As a volunteer with Christian Peacemaker Teams, a Canada-U.S. organization, Rollins believes pacifists should be ready to risk their lives for peace just as soldiers risk their lives in war.
Rollins and a handful of colleagues live in a Baghdad neighbourhood among ordinary Iraqis, far from the fortified green zone where the coalition headquarters is located...
They've earned enough respect that the group now gets requests for assistance from the UN and Amnesty International, whose staffers are generally confined to the green zone...
"The Iraqi people always tell us, 'Your job is not here, your job is back there, in your countries, telling people what is happening and educating them.' We've worked pretty hard on that."
The article notes that while the activists are constantly in danger based on the chaos in the region, nobody appears to have attacked them specifically even through they're among the few foreigners willing to go beyond the Green Zone. Rollins' experiences discussed in the article should make clear that large numbers of Iraqis are entirely willing to cooperate with people who genuinely have their best interest at heart, and that even the insurgency is based far more on fighting occupation than on any general hatred for the West.
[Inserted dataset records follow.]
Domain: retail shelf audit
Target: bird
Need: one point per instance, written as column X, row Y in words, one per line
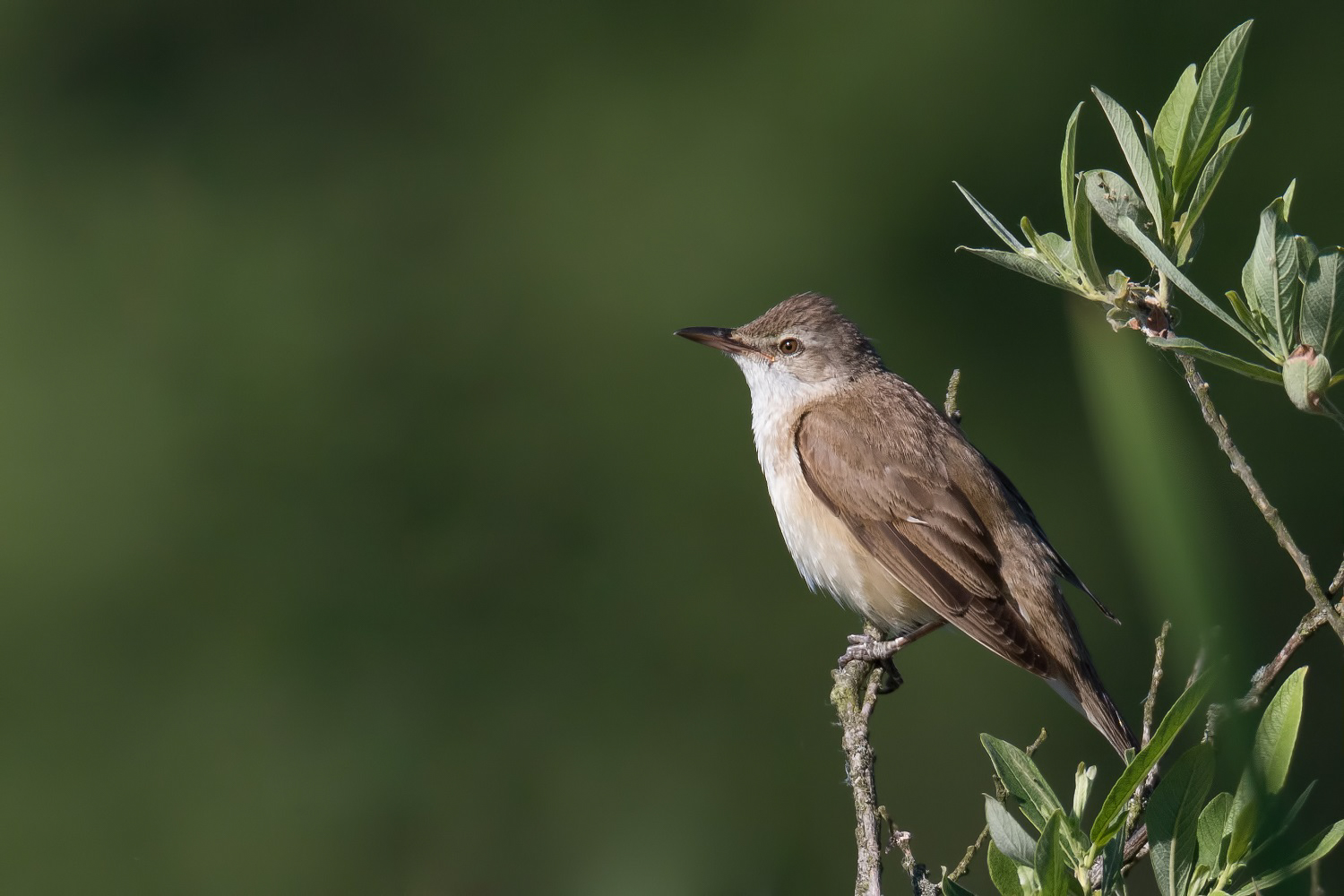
column 886, row 505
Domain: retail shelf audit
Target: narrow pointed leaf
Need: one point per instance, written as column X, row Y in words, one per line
column 1215, row 96
column 995, row 225
column 1023, row 780
column 1113, row 807
column 1026, row 265
column 1277, row 732
column 1116, row 202
column 1051, row 863
column 1322, row 301
column 1083, row 780
column 1083, row 245
column 1212, row 357
column 1212, row 172
column 1155, row 255
column 1136, row 155
column 1174, row 818
column 1174, row 116
column 1067, row 174
column 1008, row 836
column 1273, row 271
column 1212, row 823
column 1003, row 872
column 1314, row 850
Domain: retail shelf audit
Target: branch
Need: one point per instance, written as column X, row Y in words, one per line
column 1242, row 469
column 855, row 696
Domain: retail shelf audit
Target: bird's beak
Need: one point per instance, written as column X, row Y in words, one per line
column 717, row 338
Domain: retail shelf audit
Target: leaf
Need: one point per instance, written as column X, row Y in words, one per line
column 1053, row 250
column 1174, row 116
column 1212, row 172
column 1277, row 732
column 1026, row 265
column 1212, row 357
column 1008, row 836
column 1212, row 105
column 953, row 888
column 1136, row 155
column 1212, row 823
column 1305, row 379
column 1174, row 818
column 1051, row 863
column 1158, row 260
column 1113, row 809
column 1273, row 273
column 1003, row 872
column 1322, row 303
column 1067, row 174
column 1116, row 202
column 1314, row 850
column 995, row 225
column 1082, row 245
column 1083, row 780
column 1023, row 780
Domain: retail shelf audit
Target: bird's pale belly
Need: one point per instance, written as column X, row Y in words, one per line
column 828, row 556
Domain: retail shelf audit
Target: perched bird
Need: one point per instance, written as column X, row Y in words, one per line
column 886, row 505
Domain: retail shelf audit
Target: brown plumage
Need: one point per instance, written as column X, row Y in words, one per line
column 886, row 504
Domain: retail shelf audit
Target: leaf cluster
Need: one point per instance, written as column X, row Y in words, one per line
column 1201, row 845
column 1290, row 306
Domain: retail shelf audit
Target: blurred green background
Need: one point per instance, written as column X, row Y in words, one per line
column 367, row 530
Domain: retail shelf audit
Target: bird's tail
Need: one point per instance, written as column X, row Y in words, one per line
column 1085, row 691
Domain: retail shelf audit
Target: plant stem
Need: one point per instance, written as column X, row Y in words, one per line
column 1244, row 471
column 854, row 696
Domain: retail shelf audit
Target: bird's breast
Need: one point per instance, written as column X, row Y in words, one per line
column 827, row 554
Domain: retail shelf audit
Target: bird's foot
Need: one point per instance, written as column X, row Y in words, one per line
column 865, row 648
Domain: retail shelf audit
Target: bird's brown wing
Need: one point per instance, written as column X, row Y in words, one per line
column 898, row 500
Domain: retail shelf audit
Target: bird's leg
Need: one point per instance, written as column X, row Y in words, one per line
column 865, row 648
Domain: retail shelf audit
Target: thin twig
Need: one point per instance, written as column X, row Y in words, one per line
column 854, row 696
column 1150, row 700
column 1244, row 471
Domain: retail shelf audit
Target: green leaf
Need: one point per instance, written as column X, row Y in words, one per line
column 1003, row 872
column 1314, row 850
column 1021, row 263
column 1212, row 823
column 1083, row 247
column 1277, row 732
column 1212, row 105
column 1008, row 836
column 1053, row 250
column 1158, row 260
column 1271, row 274
column 1305, row 379
column 1242, row 818
column 1116, row 202
column 1211, row 174
column 953, row 888
column 1174, row 818
column 1113, row 809
column 1212, row 357
column 1051, row 863
column 1023, row 780
column 1322, row 301
column 1174, row 116
column 1136, row 155
column 1083, row 780
column 995, row 225
column 1067, row 174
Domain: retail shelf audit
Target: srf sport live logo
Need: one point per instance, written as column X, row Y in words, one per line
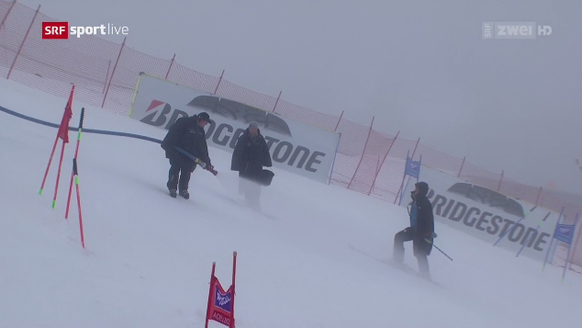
column 62, row 30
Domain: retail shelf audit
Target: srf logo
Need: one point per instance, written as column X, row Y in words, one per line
column 55, row 30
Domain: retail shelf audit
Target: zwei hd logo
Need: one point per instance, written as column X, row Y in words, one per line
column 514, row 30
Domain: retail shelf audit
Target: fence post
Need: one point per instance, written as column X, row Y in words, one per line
column 170, row 68
column 218, row 84
column 339, row 120
column 276, row 102
column 461, row 168
column 382, row 164
column 363, row 153
column 8, row 13
column 416, row 146
column 106, row 77
column 113, row 72
column 575, row 246
column 22, row 44
column 538, row 196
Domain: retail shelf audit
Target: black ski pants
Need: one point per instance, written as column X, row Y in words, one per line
column 181, row 169
column 419, row 251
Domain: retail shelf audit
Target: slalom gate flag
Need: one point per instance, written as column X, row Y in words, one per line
column 412, row 168
column 220, row 306
column 220, row 303
column 565, row 233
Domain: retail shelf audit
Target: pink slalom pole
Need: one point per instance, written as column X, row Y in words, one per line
column 48, row 166
column 75, row 158
column 59, row 175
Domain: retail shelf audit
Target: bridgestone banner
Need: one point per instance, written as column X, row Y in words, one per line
column 295, row 147
column 487, row 214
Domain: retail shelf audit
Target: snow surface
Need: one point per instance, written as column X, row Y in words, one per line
column 148, row 257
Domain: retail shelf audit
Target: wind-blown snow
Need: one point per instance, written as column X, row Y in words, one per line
column 148, row 256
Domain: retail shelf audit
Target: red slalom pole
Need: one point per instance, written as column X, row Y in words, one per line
column 59, row 175
column 210, row 294
column 232, row 325
column 48, row 166
column 75, row 157
column 76, row 175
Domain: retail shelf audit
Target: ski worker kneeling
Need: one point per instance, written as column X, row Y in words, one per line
column 421, row 230
column 188, row 134
column 250, row 154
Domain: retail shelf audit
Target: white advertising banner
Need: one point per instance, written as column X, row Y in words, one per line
column 295, row 147
column 487, row 214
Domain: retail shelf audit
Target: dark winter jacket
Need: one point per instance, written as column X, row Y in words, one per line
column 250, row 155
column 424, row 222
column 185, row 133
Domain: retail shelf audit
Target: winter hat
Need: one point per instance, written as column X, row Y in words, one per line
column 204, row 116
column 422, row 188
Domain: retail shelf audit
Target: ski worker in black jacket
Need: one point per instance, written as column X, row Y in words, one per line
column 188, row 134
column 421, row 230
column 250, row 154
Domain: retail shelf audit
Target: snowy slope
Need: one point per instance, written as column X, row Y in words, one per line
column 148, row 256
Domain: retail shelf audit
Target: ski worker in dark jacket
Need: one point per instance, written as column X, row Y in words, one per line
column 421, row 230
column 188, row 134
column 250, row 154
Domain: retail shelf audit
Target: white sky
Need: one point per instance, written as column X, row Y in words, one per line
column 148, row 257
column 421, row 68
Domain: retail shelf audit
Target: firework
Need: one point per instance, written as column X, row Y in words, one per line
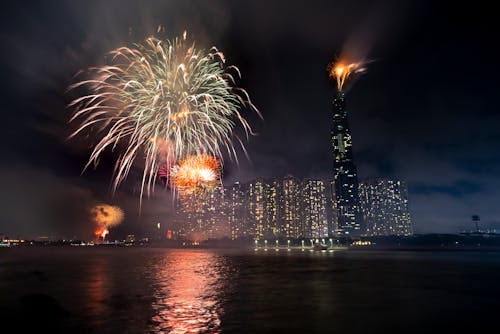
column 105, row 216
column 341, row 70
column 195, row 174
column 163, row 101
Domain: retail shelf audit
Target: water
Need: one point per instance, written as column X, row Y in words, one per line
column 146, row 290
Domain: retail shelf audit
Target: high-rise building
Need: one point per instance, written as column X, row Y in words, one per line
column 271, row 212
column 237, row 214
column 345, row 182
column 256, row 207
column 384, row 204
column 290, row 218
column 313, row 209
column 202, row 215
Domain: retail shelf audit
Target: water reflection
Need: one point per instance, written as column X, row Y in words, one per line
column 188, row 292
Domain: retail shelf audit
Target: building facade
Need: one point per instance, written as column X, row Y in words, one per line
column 345, row 191
column 384, row 204
column 313, row 209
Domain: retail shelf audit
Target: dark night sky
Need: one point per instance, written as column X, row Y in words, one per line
column 425, row 111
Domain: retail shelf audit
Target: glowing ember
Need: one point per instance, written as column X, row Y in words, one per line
column 105, row 216
column 341, row 70
column 195, row 173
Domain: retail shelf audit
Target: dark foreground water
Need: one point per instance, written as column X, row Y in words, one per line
column 144, row 290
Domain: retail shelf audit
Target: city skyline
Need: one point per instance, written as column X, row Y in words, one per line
column 415, row 114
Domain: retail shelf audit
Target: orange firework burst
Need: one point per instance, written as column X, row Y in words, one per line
column 101, row 232
column 340, row 71
column 196, row 173
column 105, row 216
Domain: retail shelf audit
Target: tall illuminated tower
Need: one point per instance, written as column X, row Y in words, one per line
column 345, row 182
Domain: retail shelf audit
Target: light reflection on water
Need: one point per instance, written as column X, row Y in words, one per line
column 188, row 292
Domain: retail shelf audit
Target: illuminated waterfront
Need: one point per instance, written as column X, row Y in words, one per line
column 137, row 290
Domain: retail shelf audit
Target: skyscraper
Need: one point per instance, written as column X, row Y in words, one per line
column 237, row 214
column 313, row 209
column 291, row 225
column 384, row 204
column 345, row 182
column 256, row 207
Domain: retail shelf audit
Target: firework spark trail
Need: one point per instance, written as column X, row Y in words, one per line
column 105, row 216
column 195, row 174
column 164, row 99
column 341, row 70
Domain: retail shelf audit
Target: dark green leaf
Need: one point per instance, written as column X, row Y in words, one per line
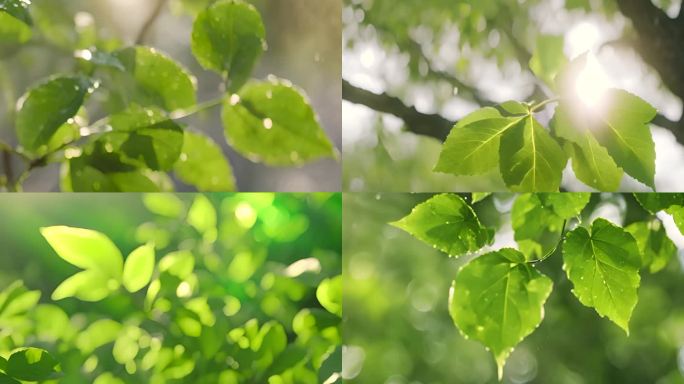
column 228, row 37
column 31, row 364
column 203, row 164
column 604, row 268
column 47, row 107
column 160, row 81
column 272, row 122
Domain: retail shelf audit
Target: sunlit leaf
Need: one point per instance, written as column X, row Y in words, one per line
column 604, row 268
column 448, row 223
column 138, row 268
column 273, row 122
column 498, row 299
column 228, row 37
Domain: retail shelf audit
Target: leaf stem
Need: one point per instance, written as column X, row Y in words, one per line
column 543, row 104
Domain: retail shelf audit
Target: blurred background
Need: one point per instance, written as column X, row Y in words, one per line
column 303, row 46
column 448, row 58
column 263, row 262
column 397, row 329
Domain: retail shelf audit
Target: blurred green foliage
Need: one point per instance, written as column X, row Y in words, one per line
column 245, row 288
column 398, row 330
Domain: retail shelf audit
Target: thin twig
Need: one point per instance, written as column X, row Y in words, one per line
column 149, row 23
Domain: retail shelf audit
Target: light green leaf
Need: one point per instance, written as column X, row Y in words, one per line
column 88, row 285
column 85, row 249
column 203, row 164
column 19, row 9
column 138, row 268
column 656, row 248
column 472, row 146
column 329, row 294
column 46, row 107
column 97, row 334
column 15, row 22
column 604, row 268
column 531, row 160
column 164, row 204
column 620, row 124
column 273, row 122
column 566, row 205
column 498, row 300
column 202, row 215
column 145, row 137
column 447, row 223
column 656, row 202
column 31, row 364
column 537, row 227
column 228, row 37
column 159, row 80
column 548, row 58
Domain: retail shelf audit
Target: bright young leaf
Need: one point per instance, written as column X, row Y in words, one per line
column 159, row 80
column 47, row 107
column 88, row 285
column 85, row 249
column 138, row 268
column 447, row 223
column 228, row 37
column 31, row 364
column 548, row 58
column 531, row 160
column 329, row 294
column 604, row 268
column 273, row 122
column 656, row 248
column 472, row 147
column 498, row 299
column 203, row 164
column 620, row 124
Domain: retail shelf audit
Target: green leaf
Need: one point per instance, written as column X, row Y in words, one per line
column 656, row 202
column 228, row 37
column 656, row 248
column 138, row 268
column 331, row 369
column 203, row 164
column 472, row 146
column 102, row 171
column 548, row 58
column 498, row 300
column 46, row 107
column 31, row 364
column 447, row 223
column 329, row 294
column 164, row 204
column 159, row 80
column 4, row 379
column 145, row 137
column 272, row 122
column 202, row 215
column 19, row 9
column 15, row 22
column 537, row 227
column 604, row 268
column 88, row 285
column 620, row 125
column 85, row 249
column 97, row 334
column 531, row 160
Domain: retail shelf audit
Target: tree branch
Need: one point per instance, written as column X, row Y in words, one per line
column 145, row 29
column 432, row 125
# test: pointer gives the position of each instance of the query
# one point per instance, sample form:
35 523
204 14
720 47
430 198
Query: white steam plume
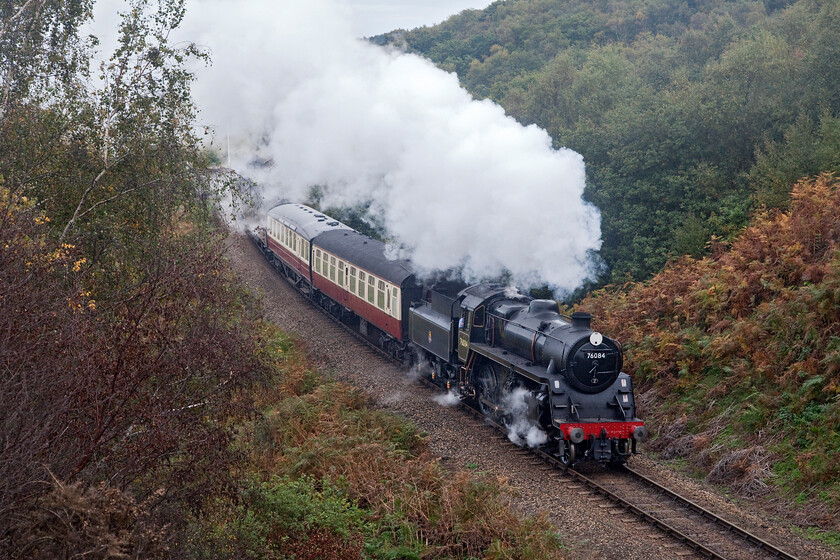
522 429
455 182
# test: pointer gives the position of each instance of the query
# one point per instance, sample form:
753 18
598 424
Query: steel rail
575 475
714 518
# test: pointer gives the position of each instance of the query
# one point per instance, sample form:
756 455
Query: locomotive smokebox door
464 325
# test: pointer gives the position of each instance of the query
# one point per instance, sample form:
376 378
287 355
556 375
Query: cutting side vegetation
739 353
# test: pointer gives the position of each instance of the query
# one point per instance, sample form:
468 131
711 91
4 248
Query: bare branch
14 17
76 214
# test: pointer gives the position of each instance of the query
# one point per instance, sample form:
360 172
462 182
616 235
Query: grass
330 477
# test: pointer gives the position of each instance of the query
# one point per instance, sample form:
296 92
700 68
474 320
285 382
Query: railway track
697 530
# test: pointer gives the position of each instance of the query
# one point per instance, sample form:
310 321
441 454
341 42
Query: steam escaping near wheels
522 430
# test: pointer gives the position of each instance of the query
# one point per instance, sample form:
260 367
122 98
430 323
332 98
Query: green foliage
359 482
743 348
128 342
689 116
283 518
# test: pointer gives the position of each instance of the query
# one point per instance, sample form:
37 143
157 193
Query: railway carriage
343 271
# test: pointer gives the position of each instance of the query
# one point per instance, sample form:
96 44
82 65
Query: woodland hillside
690 115
738 353
147 410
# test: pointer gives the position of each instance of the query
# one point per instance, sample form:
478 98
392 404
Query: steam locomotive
509 354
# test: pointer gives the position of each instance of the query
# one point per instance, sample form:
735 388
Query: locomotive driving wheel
487 390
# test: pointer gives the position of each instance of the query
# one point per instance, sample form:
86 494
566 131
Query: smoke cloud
522 429
456 182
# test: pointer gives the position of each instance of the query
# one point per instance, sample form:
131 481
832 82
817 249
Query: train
514 357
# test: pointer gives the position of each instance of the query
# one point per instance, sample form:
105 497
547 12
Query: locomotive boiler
518 359
491 345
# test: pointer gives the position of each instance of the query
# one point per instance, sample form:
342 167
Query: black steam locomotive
512 355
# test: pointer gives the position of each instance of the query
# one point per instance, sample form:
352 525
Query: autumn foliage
741 350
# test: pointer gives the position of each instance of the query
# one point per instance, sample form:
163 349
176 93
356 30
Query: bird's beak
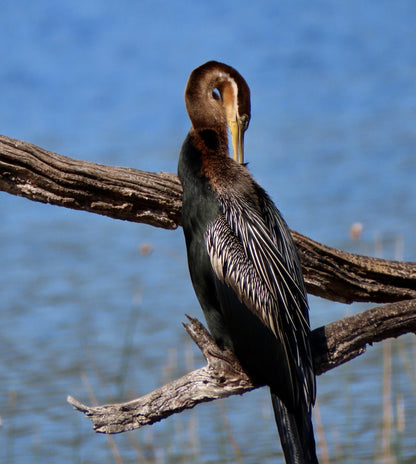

Meanwhile, the Iraqis who have dealt with Rollins have sent another important message: that peace will ultimately only come from change in American public knowledge. This is less based on a need for public opinion to change than based on a need for the political system to start acknowledging the majority view. But either way, the disaster that is Iraq will only improve if even people who have backed Bush to this point can be convinced that he's ultimately the greatest threat to long-term peace in Iraq. We can only wish Rollins all the best in the effort, and do our best to pass the message along.